Deflation und Gold als Zahlungsmittel

 

Heftige Deflation bei gleichzeitiger Mangelteuerung

Wie schon in Osteuropa wird es nun auch im Konflikt im nahen Osten Routine, Energieinfrastruktur anzugreifen und dies mit dem Ziel, über ökonomische Zerstörung Kriegsziele zu erreichen.

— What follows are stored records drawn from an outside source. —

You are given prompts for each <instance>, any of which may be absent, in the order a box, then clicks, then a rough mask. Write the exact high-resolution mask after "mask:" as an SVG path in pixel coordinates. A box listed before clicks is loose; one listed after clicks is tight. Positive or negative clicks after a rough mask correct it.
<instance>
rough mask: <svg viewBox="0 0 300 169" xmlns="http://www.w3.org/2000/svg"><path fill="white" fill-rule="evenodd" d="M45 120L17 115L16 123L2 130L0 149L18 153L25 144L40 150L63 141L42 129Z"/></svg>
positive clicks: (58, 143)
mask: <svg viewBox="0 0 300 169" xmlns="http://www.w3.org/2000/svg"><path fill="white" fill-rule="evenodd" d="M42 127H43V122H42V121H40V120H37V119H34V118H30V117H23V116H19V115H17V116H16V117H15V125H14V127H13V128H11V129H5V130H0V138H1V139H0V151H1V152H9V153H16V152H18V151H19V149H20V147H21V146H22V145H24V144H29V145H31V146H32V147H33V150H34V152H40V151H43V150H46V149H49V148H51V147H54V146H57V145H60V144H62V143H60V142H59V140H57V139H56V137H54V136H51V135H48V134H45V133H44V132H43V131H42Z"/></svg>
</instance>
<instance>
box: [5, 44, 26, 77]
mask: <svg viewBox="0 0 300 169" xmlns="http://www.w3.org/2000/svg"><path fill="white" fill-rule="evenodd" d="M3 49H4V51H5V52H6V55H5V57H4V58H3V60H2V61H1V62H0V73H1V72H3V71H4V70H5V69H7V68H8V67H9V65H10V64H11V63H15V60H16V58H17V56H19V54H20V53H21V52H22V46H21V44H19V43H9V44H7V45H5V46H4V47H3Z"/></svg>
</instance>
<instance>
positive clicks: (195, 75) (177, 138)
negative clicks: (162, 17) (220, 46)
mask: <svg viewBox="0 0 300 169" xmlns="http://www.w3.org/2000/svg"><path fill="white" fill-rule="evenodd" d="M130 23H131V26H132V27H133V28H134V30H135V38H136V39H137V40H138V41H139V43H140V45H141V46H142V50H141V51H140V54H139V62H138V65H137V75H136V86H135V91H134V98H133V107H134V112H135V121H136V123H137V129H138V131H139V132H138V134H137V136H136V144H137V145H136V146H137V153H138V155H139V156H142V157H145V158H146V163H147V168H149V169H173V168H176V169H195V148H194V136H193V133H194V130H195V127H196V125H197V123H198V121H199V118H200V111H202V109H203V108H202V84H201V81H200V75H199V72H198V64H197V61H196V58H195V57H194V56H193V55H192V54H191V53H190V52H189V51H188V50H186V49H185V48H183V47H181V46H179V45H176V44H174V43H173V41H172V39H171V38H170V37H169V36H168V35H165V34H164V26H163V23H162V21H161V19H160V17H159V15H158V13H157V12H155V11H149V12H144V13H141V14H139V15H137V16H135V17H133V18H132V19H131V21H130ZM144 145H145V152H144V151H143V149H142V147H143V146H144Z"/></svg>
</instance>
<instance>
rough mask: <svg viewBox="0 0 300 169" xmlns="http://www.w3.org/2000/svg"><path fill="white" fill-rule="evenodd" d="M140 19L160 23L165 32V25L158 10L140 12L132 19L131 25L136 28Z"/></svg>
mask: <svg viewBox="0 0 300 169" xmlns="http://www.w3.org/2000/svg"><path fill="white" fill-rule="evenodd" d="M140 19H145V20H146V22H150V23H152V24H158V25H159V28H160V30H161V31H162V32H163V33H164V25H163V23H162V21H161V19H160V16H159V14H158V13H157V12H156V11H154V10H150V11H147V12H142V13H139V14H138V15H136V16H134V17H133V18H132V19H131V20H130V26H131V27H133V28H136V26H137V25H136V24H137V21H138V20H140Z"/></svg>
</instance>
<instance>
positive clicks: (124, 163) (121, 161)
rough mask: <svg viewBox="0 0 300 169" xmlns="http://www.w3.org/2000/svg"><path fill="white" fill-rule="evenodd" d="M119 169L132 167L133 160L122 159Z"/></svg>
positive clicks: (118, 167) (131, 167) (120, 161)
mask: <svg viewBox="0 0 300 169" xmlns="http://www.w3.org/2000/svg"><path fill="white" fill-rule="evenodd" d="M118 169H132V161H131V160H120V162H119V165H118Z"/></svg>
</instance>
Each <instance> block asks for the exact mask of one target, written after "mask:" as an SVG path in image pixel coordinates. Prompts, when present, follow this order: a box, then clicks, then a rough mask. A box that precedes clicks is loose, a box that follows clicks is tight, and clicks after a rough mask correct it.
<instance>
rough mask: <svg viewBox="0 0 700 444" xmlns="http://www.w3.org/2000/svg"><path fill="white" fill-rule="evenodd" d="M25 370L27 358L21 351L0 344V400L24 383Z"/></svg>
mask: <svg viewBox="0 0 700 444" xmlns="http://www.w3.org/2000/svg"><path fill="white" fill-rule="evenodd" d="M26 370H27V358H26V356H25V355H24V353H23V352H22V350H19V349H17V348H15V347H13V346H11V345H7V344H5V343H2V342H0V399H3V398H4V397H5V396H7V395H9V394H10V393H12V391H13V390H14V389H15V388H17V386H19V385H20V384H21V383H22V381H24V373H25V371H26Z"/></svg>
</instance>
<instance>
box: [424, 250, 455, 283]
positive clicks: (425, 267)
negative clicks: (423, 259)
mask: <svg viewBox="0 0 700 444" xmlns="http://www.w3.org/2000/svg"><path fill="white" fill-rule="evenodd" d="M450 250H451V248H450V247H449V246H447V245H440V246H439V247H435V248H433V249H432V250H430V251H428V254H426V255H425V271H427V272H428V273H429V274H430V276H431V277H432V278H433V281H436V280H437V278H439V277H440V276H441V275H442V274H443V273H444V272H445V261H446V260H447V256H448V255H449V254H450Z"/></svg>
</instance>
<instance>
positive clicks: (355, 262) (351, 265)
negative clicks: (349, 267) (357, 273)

US- Präsident Trump beobachtet den Aktienmarkt aufmerksam. Nur wenige Minuten nachdem der Aktienmarkt seinen Tiefststand erreicht hatte, verlängerte er die Frist für die Bombardierung der iranischen Energieinfrastruktur bis zum 6. April. Nach Börsenschluss erholte sich der Markt zunächst, doch dann folgte ein Rückschlag aus China.

 

Gezielte Energiezerstörung

 

Situation weiter brandgefährlich in jeder Hinsicht

Wie schon in Osteuropa wird es nun auch im Konflikt im nahen Osten Routine, Energieinfrastruktur anzugreifen und dies mit dem Ziel, über ökonomische Zerstörung Kriegsziele zu erreichen.

Exakt als der S&P 500 die kritische Marke von 6600 USD nach unten durchbrach, sagte Israels Ministerpräsident Netanyahu, dass Israel den USA helfen werde, die Straße von Hormus zu öffnen, und der Krieg werde „viel schneller enden, als die Leute denken.“

Ministerpräsident Netanyahu deckte auch Präsident Trump, indem er sagte, dass Israel allein gehandelt habe, als es Irans South Pars angriff. 

Den Spekulanten hat es gefallen, professionelle Investoren zogen aber beim Nachkauf nicht mit.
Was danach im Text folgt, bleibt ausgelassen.